Why Whack-a-Mole Risk Prevention Won’t Work in Today’s Data Economy

fraud prevention

When it comes to digital risk, the best defense is a good offense.

That’s because while firms may be feeling whiplash regarding the hyper-rapid advances of innovative technologies like generative artificial intelligence (AI), bad actors are themselves feeling a wave of euphoria at all the new tools they’ve been able to add to their toolkit.

After all, with every phase shift of technological innovation, there emerges opportunities for fraudsters to find new attack vectors and target future-fit vulnerabilities.

This, as it was recently revealed that FinTech firm Revolut suffered a series of fraudulent attacks where criminals stole more than $20 million of funds over several months leading up to and during 2022 — an amount equal to almost two-thirds of the platform’s annual profit the year prior.

In a landscape where fraud is everywhere, it is not enough for firms to reactively play whack-a-mole — enterprises must now increasingly take a multilayered approach to stymying cybercriminals before they ever reach the gates.

Compounding the risk to firms, particularly larger more attractive ones, is the fact that insufficient and poorly trained employees, outdated legacy processes, and a growing distribution of data and computing resources, are all combining to increasingly compromise enterprise security, establishing new layers of operational complexity to defend.

While they aren’t glamourous, a sound technical infrastructure paired with strong processes carried out by well-trained employees, re-prioritizing compliance and control programs, and the integration of automated, end-to-end anti-fraud solutions have never been more important for businesses.

Read more: Cybersecurity Is Driving Banks to the Cloud

Insufficient Staff and Outdated Processes Expose Firms to Risk 

The threat of cybercrime is increasing as bad actors and cybercriminals are leveraging cutting-edge tools to attack businesses and individuals.

Fake invoice schemes, account takeover (ATO) scams and business email compromise (BEC) attacks are particularly dangerous and can result in data breaches, financial theft, fraud and extortion.

Technology such as generative AI has created new opportunities for scammers and has made it much easier and more efficient for them to commit fraud.

Fraud-related costs now amount to 2% to 5% of organizations’ annual revenues, as reported in the “FinTech Risk Management Playbook: Combating B2B Payments Fraud,” a PYMNTS and nsKnox collaboration.

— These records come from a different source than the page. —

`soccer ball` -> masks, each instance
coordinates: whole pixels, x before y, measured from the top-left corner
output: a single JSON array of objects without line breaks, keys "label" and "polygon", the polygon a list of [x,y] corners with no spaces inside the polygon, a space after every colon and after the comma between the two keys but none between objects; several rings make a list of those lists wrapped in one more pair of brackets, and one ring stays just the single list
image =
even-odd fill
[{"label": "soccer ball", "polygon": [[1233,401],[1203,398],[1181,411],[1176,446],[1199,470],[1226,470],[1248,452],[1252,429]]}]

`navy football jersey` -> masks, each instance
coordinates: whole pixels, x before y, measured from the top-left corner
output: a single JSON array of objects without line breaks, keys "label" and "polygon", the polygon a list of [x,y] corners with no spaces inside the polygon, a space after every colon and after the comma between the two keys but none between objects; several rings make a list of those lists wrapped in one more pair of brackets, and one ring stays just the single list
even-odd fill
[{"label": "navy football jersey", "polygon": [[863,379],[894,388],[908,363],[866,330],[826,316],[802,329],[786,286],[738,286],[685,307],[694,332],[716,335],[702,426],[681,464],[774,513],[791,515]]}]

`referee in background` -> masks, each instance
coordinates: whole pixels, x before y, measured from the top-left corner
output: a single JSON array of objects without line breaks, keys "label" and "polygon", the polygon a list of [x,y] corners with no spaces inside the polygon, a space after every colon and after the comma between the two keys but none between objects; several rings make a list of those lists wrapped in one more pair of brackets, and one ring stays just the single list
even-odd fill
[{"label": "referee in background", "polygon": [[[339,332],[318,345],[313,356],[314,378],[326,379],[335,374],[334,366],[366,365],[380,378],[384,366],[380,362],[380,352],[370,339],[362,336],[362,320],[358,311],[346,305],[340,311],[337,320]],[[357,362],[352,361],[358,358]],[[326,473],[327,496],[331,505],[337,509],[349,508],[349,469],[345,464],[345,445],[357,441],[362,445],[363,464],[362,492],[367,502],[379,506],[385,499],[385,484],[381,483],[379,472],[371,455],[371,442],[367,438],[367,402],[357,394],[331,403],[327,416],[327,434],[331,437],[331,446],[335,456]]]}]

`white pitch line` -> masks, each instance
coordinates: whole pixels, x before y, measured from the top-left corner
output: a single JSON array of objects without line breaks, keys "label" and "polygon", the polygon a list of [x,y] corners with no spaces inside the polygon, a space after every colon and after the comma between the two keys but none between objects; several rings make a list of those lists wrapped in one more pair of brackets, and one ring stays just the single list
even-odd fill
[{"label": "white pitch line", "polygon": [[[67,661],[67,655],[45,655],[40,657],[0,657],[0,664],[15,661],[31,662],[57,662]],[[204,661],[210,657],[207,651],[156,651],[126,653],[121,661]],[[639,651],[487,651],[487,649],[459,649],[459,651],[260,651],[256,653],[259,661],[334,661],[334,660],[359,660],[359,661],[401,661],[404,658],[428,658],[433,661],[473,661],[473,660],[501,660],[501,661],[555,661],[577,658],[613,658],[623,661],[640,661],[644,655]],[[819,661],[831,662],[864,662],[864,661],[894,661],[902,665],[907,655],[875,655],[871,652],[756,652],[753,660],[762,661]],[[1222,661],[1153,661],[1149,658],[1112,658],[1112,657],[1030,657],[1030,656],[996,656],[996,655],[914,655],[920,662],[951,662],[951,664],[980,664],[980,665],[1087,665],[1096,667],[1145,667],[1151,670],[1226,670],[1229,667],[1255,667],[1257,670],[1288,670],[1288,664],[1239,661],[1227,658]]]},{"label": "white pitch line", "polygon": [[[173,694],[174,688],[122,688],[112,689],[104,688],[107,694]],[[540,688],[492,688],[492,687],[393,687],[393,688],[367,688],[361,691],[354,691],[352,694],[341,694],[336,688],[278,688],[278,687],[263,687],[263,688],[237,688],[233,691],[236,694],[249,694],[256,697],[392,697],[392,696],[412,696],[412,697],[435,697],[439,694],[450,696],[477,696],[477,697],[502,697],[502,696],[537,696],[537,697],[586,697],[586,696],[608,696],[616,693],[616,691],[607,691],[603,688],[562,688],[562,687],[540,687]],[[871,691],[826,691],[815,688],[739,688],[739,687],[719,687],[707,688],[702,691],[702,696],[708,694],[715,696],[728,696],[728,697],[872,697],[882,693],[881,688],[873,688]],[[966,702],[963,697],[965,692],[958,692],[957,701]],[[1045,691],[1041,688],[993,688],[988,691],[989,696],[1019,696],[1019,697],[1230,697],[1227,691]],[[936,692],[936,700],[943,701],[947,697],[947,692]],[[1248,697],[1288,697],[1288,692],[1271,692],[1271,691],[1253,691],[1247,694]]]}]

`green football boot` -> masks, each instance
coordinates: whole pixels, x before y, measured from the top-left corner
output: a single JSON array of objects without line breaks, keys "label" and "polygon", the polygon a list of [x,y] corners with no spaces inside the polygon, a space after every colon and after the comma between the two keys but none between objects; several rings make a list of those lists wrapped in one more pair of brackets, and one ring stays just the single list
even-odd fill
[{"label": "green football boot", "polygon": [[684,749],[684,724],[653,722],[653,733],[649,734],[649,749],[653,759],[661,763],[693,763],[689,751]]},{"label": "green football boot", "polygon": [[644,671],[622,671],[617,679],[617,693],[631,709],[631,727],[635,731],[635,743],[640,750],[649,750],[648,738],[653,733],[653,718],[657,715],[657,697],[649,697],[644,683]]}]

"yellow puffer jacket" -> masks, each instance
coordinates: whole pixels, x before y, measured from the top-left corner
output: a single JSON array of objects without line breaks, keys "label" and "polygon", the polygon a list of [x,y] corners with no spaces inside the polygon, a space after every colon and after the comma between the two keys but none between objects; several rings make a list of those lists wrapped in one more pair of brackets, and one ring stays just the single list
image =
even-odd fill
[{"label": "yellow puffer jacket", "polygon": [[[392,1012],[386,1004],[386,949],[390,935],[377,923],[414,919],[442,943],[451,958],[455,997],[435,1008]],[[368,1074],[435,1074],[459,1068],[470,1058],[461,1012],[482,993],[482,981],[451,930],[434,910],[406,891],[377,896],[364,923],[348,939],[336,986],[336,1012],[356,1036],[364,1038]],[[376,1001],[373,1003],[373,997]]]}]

That’s why organizations’ defenses of their exposure points should leverage sophisticated strategies that employ a potent mix of future-fit technology, data and analytics, and educational best practices for their employees.

Fortunately, the use of new technology goes both ways. Enterprises need to take advantage of new tools like AI before they themselves get taken advantage of by bad actors.

“When you think about financial services, the [immediate use case of AI] is obviously fraud protection,” Jeremiah Lotz, managing vice president, digital and data at PSCU, told PYMNTS.

The use of technology to defend against attacks and build strong risk programs should be leveraged most by those firms that get by on relatively lean compliance and cybersecurity departments.

See also: It’s Not Enough That Businesses Win — Fraudsters Must Also Lose

Today’s Fraudsters Are More Sophisticated Than Ever

Fraud detection and protection are areas of financial services where AI-powered solutions have been working in the background for several years — but enterprises shouldn’t take these legacy processes for granted.

Just as the capabilities of modern AI solutions far outstrip historical, predictive algorithms, so too does the potential for the misuse and abuse of the technology toward nefarious ends.

PYMNTS research found that organizations relying exclusively on legacy processes and tools may find themselves vulnerable to modern fraud attacks.

“There’s a beautiful upside [to generative AI] that can reduce cost and drive much better customer experience,” Gerhard Oosthuizen, chief technology officer at Entersekt, told PYMNTS in February. “Unfortunately, there is also a darker side. People are already using ChatGPT and generative AI to write phishing emails, to create fake personas and synthetic IDs.”

Doriel Abrahams, head of risk at Forter, agreed. Abrahams told PYMNTS in May that while organizations can leverage AI and machine learning (ML) tools to train anti-fraud models and establish robust controls, “fraudsters can do the same … as a general rule of thumb, [bad actors] tend to be very sophisticated.”

Ninety-five percent of executives surveyed by PYMNTS said they consider using innovative solutions to improve fraud detection and compliance a high priority.

While that number may seem high, it’s important to remember that 100% of cybercriminals are already using innovative solutions to probe enterprise defenses.